商談において、ヒアリングのステップは、どんどん重要になってきています。

それは、ひと昔のように、“いいもの”が多くなり、商品のメリットを伝えるだけは、売れなくなったからです。わたしたち、営業パーソンは売るために、ヒアリングを行います。

営業をされている方なら、物売りから、悩み解決・課題解決にシフトしていると聞いたことがあるかと思います。

ただ、重要なのは知っているけど、

・何を聞けば、いいかわからない
・どう質問したらいいかわからない
・質問しても深ぼれない

と、わからない方も多いのではないでしょうか。
そんな方にむけて、このnoteは執筆いたします。

ここで簡単に自己紹介

・28歳で営業職と遅めのデビュー
・不動産会社のしゃべりが苦手な営業パーソン
・8兆円企業でトップ3の成績を残す
・営業職で転職成功(社会的に営業の評価をいただいたと自負)
・副業で営業代行をしています

今でこそ、営業の仕事をできておりますが、営業になった1年目は契約を取ることができませんでした。そんな私が、ヒアリングを学び強化したところ、契約がとれるようになりました。

当時の私のように

■営業が苦手と感じている方
■話が下手だからと思っている方
■営業が向いていないと考えている方

に読んで欲しい記事になります。

ヒアリングの重要性

なぜ重要なのか。
お客様の課題を聞くことで、成約率が上がるからです。

ここでまず、商談の流れをお話します。おおまかに、ラポール、ヒアリング、プレゼン(商品説明)、クロージングの4ステップに分けられます。一般的に営業と言えば、トークが上手い人が結果を出している。そういうイメージありますよね。

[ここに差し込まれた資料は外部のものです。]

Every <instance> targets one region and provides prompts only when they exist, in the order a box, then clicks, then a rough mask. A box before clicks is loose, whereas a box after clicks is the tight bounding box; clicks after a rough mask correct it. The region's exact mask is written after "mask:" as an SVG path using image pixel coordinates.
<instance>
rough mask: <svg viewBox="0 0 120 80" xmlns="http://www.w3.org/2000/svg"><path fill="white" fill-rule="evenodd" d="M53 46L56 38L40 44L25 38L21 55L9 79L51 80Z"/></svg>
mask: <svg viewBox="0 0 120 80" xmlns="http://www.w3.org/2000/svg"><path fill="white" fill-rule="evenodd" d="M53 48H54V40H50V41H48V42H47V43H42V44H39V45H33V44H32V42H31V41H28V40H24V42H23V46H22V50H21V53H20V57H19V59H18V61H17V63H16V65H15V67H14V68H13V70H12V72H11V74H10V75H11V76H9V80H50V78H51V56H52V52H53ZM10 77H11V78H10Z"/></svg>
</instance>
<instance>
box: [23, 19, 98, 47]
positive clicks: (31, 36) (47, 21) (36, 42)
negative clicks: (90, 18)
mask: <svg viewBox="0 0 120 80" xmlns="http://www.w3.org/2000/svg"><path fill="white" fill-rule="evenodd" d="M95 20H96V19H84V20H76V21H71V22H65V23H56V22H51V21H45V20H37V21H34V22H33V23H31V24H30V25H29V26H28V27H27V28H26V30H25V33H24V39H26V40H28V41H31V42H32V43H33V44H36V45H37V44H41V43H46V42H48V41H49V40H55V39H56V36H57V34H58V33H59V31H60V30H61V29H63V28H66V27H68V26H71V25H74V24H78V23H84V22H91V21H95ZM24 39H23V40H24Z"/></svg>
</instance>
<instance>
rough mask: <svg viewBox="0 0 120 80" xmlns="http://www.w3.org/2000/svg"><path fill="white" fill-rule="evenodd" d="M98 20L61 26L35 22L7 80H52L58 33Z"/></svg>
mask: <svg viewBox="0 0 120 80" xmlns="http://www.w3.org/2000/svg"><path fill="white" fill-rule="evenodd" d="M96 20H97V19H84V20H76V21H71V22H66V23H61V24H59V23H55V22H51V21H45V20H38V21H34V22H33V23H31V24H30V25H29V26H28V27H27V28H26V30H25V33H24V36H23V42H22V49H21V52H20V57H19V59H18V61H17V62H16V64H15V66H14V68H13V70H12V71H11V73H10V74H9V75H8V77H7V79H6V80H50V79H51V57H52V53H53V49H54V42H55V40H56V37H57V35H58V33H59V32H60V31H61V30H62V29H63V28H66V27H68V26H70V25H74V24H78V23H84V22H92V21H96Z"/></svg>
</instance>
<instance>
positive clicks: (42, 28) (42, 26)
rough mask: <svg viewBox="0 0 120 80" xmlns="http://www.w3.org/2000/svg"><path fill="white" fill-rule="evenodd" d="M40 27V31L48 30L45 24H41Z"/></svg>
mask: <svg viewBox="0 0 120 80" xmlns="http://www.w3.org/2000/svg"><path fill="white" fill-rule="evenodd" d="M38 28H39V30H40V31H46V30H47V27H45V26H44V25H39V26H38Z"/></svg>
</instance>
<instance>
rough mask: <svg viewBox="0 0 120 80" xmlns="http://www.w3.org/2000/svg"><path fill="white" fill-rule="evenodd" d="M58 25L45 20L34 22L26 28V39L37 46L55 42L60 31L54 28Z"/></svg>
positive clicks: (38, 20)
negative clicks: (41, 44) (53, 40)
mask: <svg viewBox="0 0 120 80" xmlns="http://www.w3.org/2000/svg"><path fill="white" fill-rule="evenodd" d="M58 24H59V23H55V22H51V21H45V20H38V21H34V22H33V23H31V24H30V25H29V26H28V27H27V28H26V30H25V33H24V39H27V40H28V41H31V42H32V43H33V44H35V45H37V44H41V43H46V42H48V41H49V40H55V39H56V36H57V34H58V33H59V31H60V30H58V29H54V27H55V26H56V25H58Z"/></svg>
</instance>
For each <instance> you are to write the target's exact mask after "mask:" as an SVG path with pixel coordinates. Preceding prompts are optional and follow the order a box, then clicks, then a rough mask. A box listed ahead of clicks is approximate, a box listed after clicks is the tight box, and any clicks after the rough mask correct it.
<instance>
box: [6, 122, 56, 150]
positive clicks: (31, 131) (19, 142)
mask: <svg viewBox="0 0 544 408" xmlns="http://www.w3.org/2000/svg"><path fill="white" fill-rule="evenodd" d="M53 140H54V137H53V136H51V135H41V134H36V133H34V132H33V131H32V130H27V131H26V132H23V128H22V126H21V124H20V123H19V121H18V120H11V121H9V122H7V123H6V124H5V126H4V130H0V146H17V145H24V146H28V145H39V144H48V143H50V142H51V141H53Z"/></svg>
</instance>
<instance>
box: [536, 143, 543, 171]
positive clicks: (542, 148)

確かに、ひと昔前までは、プレゼンが上手い人、クロージングでYESと言わせる話術を持っている人が結果を出していました。しかし、今はモノが多くなり、商品だけで差別化は難しくなりました。また、誰でも調べれば情報が手に入る時代です。営業が説明をしなくても、お客様は商品の特徴を知っています。

では、どうやって、商品を売っているのか。

一流の営業パーソンは物売りではなく、悩み解決・課題解決にチカラをいれています。

専門家として、

■『売上が上がらない理由』
■『コストを削減できない原因』
■『理想の姿までの行動ステップ』

をお客様にご提案しています。

今、求められているのは、お客様を成長させ、成功へ導く営業パーソン。

だから、わたしたちは、お客様の話を徹底して聞き、理想の姿と、現状の理解が必要です。そのために、様々な質問を重ね、お客様から話を引き出すことが重要になってきています。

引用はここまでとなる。